Very surprising, Chipotle isn't the healthiest place to eat. What was more interesting to me was the fact that the NYT released the data they used for the article on their Github page. The article states that "The data is based on about 3,000 meals in about 1,800 Grubhub orders from July to December 2012, almost all from two Chipotle restaurants: one in Washington, D.C., and another in East Lansing, Mich."
I had been meaning to mess around with this order file for a while but had forgotten about it. That was until today when today I saw Chipotle had announced it will be offering delivery in select cities through a SF based delivery startup.
After starting up a new IPython notebook I loaded the TSV file into a pandas dataframe and ran the .head() method to make sure everything looked okay.
import pandas as pd df = pd.read_table('/Users/danielforsyth/Desktop/orders.tsv') df.head()
The First thing I wanted to look at was what items were the most popular.
items = df.item_name.value_counts().plot(kind='bar')
You can see that the chicken bowl dominates all of the items but there's obviously way too much going on here.

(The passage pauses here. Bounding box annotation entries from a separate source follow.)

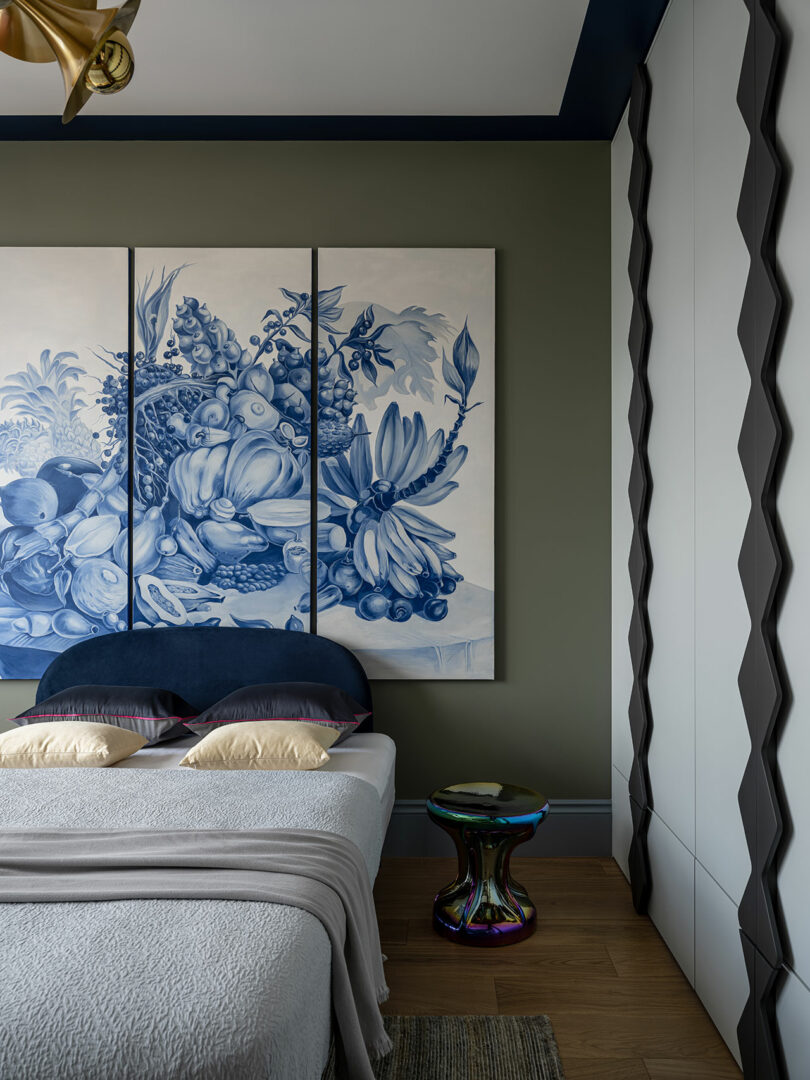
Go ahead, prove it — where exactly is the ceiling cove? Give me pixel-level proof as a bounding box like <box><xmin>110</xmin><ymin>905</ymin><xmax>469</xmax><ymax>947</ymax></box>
<box><xmin>0</xmin><ymin>0</ymin><xmax>669</xmax><ymax>141</ymax></box>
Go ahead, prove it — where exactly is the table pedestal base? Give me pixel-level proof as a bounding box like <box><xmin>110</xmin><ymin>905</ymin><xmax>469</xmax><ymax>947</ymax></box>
<box><xmin>433</xmin><ymin>822</ymin><xmax>537</xmax><ymax>946</ymax></box>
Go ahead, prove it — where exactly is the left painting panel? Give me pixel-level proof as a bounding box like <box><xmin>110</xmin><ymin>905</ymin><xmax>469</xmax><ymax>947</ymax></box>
<box><xmin>0</xmin><ymin>247</ymin><xmax>129</xmax><ymax>678</ymax></box>
<box><xmin>132</xmin><ymin>247</ymin><xmax>312</xmax><ymax>630</ymax></box>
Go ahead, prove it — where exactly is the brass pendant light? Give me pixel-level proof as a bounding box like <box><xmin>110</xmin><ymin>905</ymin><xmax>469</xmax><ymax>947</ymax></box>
<box><xmin>0</xmin><ymin>0</ymin><xmax>140</xmax><ymax>124</ymax></box>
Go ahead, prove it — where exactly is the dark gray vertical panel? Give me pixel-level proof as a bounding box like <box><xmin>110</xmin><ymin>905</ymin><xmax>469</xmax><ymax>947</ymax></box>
<box><xmin>737</xmin><ymin>0</ymin><xmax>783</xmax><ymax>1080</ymax></box>
<box><xmin>627</xmin><ymin>65</ymin><xmax>652</xmax><ymax>914</ymax></box>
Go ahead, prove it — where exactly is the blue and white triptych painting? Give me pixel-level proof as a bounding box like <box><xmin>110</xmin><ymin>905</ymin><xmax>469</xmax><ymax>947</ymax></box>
<box><xmin>0</xmin><ymin>248</ymin><xmax>495</xmax><ymax>678</ymax></box>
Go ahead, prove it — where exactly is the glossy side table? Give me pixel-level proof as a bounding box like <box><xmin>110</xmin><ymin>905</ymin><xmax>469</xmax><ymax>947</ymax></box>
<box><xmin>428</xmin><ymin>783</ymin><xmax>549</xmax><ymax>945</ymax></box>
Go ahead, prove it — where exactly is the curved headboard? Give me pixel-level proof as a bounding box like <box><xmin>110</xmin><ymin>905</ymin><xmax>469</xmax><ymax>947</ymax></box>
<box><xmin>37</xmin><ymin>626</ymin><xmax>372</xmax><ymax>731</ymax></box>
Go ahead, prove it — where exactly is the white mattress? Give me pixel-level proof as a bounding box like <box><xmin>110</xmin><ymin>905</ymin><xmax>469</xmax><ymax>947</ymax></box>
<box><xmin>110</xmin><ymin>731</ymin><xmax>396</xmax><ymax>832</ymax></box>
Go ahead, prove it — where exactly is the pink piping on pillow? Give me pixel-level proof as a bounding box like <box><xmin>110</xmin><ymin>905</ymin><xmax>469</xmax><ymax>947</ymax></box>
<box><xmin>16</xmin><ymin>713</ymin><xmax>199</xmax><ymax>720</ymax></box>
<box><xmin>186</xmin><ymin>714</ymin><xmax>368</xmax><ymax>728</ymax></box>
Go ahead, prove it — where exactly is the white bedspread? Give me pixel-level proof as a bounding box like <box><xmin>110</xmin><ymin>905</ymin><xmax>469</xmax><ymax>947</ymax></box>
<box><xmin>0</xmin><ymin>735</ymin><xmax>393</xmax><ymax>1080</ymax></box>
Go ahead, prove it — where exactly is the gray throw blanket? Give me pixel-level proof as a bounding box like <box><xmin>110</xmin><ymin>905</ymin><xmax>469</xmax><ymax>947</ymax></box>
<box><xmin>0</xmin><ymin>829</ymin><xmax>391</xmax><ymax>1080</ymax></box>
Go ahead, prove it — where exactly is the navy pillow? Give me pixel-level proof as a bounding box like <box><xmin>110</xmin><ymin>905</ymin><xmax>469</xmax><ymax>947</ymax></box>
<box><xmin>186</xmin><ymin>683</ymin><xmax>370</xmax><ymax>746</ymax></box>
<box><xmin>14</xmin><ymin>686</ymin><xmax>194</xmax><ymax>745</ymax></box>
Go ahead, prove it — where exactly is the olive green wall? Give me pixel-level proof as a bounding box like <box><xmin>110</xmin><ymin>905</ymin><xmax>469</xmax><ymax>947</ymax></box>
<box><xmin>0</xmin><ymin>143</ymin><xmax>610</xmax><ymax>798</ymax></box>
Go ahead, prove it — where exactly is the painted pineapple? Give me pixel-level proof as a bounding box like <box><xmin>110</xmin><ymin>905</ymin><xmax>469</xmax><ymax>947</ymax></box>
<box><xmin>0</xmin><ymin>349</ymin><xmax>99</xmax><ymax>476</ymax></box>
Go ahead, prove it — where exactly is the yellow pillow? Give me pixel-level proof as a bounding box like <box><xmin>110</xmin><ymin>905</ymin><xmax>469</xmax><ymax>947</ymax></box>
<box><xmin>0</xmin><ymin>720</ymin><xmax>148</xmax><ymax>769</ymax></box>
<box><xmin>180</xmin><ymin>720</ymin><xmax>340</xmax><ymax>769</ymax></box>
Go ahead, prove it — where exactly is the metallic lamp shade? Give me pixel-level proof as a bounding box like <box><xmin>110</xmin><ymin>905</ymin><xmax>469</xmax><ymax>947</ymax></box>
<box><xmin>0</xmin><ymin>0</ymin><xmax>140</xmax><ymax>124</ymax></box>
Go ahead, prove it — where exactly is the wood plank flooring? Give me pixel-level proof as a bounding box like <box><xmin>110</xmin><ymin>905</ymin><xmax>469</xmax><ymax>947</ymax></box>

How about just the top ten most popular items.
items = df.item_name.value_counts()[:10].plot(kind='bar')
That's much easier to read and you can clearly see the chicken bowl and chicken burrito are the most popular items at the locations included in the data.
Next I wanted to look at the prices of the orders. This was a little trickier as the 'item price' column contained string values and multiple items could be part of one order. The first step was to strip the $ sign from the string and then convert it to a float. Then you can just group by the order_id and add the sum method on the end.
df['item_price'] = df['item_price'].str.replace('$','') df['item_price'] = df['item_price'].astype(float) orders = df.groupby('order_id').sum() orders.head() orders['item_price'].describe()
From this we are able to see that 1834 meals were ordered with a total of 4622 different items. The mean price of a meal is $18 with the minimum being right around $10 (Obligatory mention of the term fast casual). Someone was also able to rack up a $205 dollar bill.
The last type of information I was interested in finding was the variety of different meals people ordered. The 'choice description' column describes the item type. For example what kind of soda or what toppings on a burrito bowl.
descriptions = df.groupby(["item_name", "choice_description"])["order_id"].count().reset_index(name="count")
Using this new dataframe we can easily see the most popular versions of each menu item. For example the different kinds of the most ordered item, the chicken bowl.
descriptions = descriptions[descriptions['item_name'].str.contains("Chicken Bowl")] descriptions.sort(['count'], ascending=False)[:10]
There were actually 348 different varieties of chicken bowls ordered but I limited it to the top ten which you can see here.
How about the most popular drinks?
descriptions = descriptions[descriptions['item_name'].str.contains("Canned Soda")] descriptions.sort(['count'], ascending=False)
It was very interesting playing around with this dataset, I would be curious to see the results if something like this were to be done at a much larger scale, to see things such as ordering trends in different stores and areas of the country. I am sure this data is very useful to Chipotle to see what items are doing well on top of optimizing inventory control on a location to location basis.